Benefit: Use this feature to avoid having to manually end a workflow that does not complete due to stuck jobs.
Setting a workflow template timeout
You can set a workflow template timeout period when you create a workflow template. You can also add a workflow timeout to an existing workflow template by updating the workflow template.
gcloud
To set a workflow timeout on a new template, use the --dag-timeout
flag with the
gcloud dataproc workflow-templates create command. You can use "s", "m", "h", and "d" suffixes
to set second, minute, hour, and day duration values, respectively. The timeout
duration must be from 10 minutes ("10m") to 24 hours ("24h" or "1d").
gcloud dataproc workflow-templates create template-id (such as "my-workflow") \ --region=region \ --dag-timeout=duration (from "10m" to "24h" or "1d"") \ ... other args ...
API
To set a workflow timeout, complete the WorkflowTemplate
dagTimeout
field as part of a workflowTemplates.create request.
Console
Currently, the Google Cloud console does not support creating a workflow template.

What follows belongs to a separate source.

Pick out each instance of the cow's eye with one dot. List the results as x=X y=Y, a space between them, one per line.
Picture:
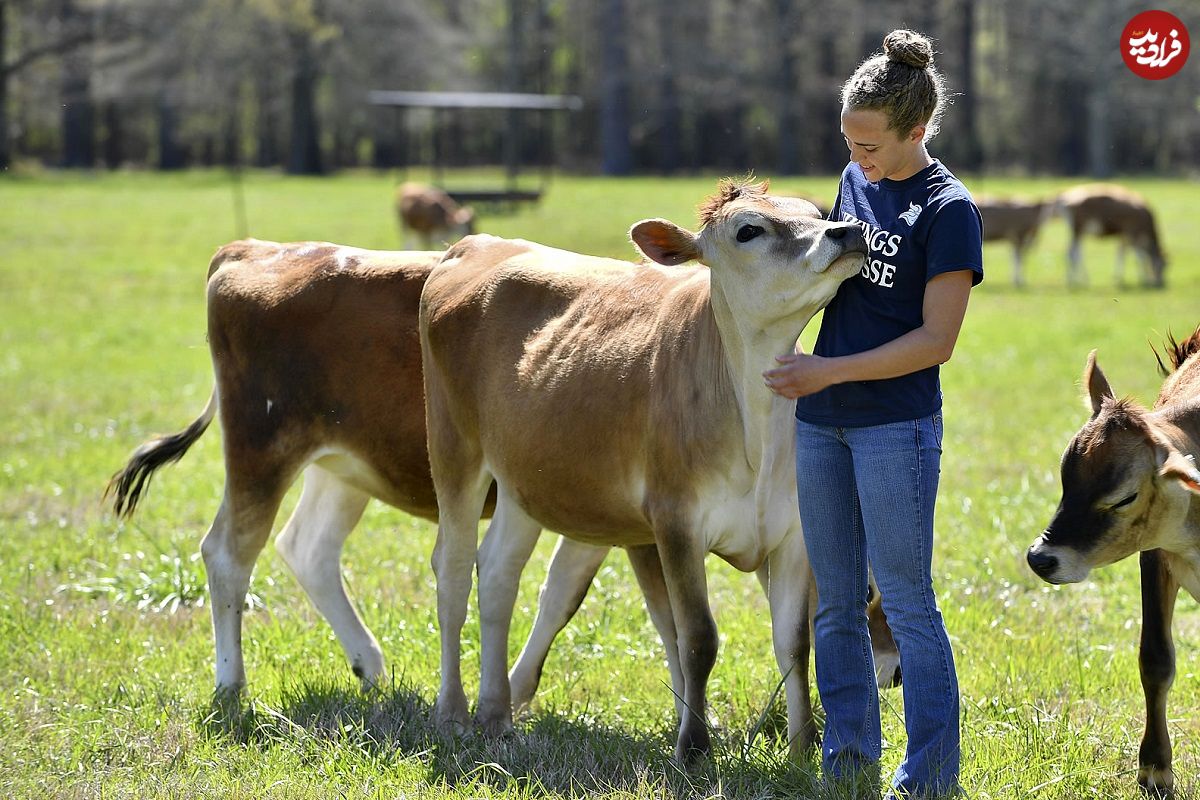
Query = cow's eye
x=1126 y=501
x=745 y=233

Updating a workflow template timeout
You can update an existing workflow template to change, add, or remove a workflow timeout.
gcloud
Adding or changing a workflow timeout
To add or change a workflow timeout on an existing template, use the
--dag-timeout
flag with the
gcloud dataproc workflow-templates set-dag-timeout
command. You can use "s", "m", "h", and "d" suffixes to set second, minute,
hour, and day duration values, respectively. The timeout duration must be from
10 minutes ("10m") to 24 hours ("24h").
gcloud dataproc workflow-templates set-dag-timeout template-id (such as "my-workflow") \ --region=region \ --dag-timeout=duration (from "10m" to "24h" or "1d")

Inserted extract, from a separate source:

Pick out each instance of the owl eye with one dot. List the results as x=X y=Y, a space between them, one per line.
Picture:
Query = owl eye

Removing a workflow timeout
To remove a workflow timeout from an existing template, use the gcloud dataproc workflow-templates remove-dag-timeout command.

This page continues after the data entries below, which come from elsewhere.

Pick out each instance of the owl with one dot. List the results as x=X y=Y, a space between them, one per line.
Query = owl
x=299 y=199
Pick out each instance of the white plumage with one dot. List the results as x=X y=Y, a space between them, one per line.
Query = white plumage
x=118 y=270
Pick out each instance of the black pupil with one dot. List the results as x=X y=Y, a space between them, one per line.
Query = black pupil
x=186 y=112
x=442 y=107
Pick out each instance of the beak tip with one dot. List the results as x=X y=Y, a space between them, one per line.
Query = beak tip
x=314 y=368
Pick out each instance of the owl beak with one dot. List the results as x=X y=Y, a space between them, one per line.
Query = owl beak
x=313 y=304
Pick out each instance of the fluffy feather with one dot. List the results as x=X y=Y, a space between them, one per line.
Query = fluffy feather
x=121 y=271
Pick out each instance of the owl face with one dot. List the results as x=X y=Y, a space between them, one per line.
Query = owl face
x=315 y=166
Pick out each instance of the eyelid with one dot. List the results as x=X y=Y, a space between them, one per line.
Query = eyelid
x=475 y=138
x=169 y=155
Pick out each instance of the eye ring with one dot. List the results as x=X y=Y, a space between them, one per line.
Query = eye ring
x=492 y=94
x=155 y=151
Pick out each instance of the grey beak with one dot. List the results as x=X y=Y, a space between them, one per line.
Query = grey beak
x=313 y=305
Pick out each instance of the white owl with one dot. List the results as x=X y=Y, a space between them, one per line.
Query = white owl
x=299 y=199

gcloud dataproc workflow-templates remove-dag-timeout template-id (such as "my-workflow") \ --region=region
API
Adding or changing a workflow timeout
To add or change a workflow timeout on an existing template,
update the workflow template
by filling in the template's
dagTimeout
field with the new or changed timeout value.
Removing a workflow timeout
To remove a workflow timeout from an existing template,
update the workflow template
by removing the template's
dagTimeout
field.
Console
Currently, the Google Cloud console does not support updating a workflow template.